Minha avó está prestes a completar 100 anos e ela sempre confiou em ervas indígenas para a saúde durante toda a sua vida.

Marciane Kokama

Para corroborar a magnitude da conexão indígena com a floresta, Kowawa cita o resultado de pesquisas bio-antropológicas confirmando que a Amazônia é resultado do manejo das comunidades indígenas por meio de práticas tecnológicas tradicionais. Ao longo de milhares de anos, essas civilizações enriqueceram a biodiversidade do bioma em parceria com os ciclos naturais, revelando que essas florestas são, na verdade, antropogênicas: cultivadas e geridas pela ação humana. Essa sabedoria foi ignorada por tempo demais e hoje, os desafios que colocam nossa existência em risco, clamam pelo seu resgate. 

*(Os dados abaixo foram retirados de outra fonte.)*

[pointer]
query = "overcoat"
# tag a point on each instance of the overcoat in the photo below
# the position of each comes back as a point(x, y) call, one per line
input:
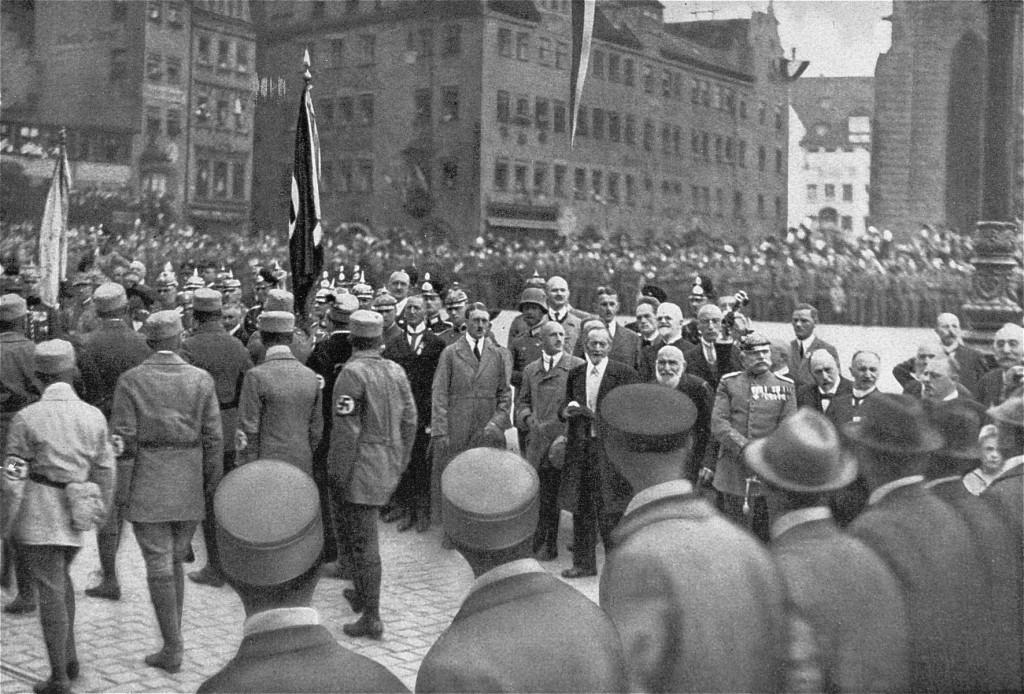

Para enfrentar os desafios climáticos, por exemplo, as lideranças indígenas destacam a importância de redescobrir e promover cultivos tradicionais resilientes ao clima. Para construir tenacidade, um tipo muito especial de suporte técnico — com uma compreensão profunda e cuidado pelas questões indígenas — torna-se uma potência orientadora. Os líderes afirmam que se beneficiariam de conhecimentos sobre técnicas de irrigação, análise do solo, soluções pós-colheita para armazenamento e processamento de alimentos tradicionais, além da comercialização de sua produção excedente. 

Embora seja crucial reconhecer a multiplicidade de desafios que existem, cada um merecendo uma exploração aprofundada, nosso objetivo principal aqui foi oferecer uma visão abrangente dos desafios profundos que esses líderes estão enfrentando e como estão lidando com eles. A lição geral é clara: seus esforços visionários estão guiando suas comunidades de volta à promoção de um vínculo simbiótico entre a terra e seu povo, ao mesmo tempo em que nutrem um espírito colaborativo dentro da comunidade. Isso cria um ambiente que estimula a troca de conhecimentos e inicia um efeito multiplicador destinado a ecoar por gerações. Ao reconhecer e proteger as complexidades de seu ambiente, as comunidades indígenas estão traçando um caminho em direção a um futuro onde a esperança é reacendida, a autoestima floresce e a resiliência cultural irradia — uma visão que serve como uma inspiração poderosa para o mundo inteiro.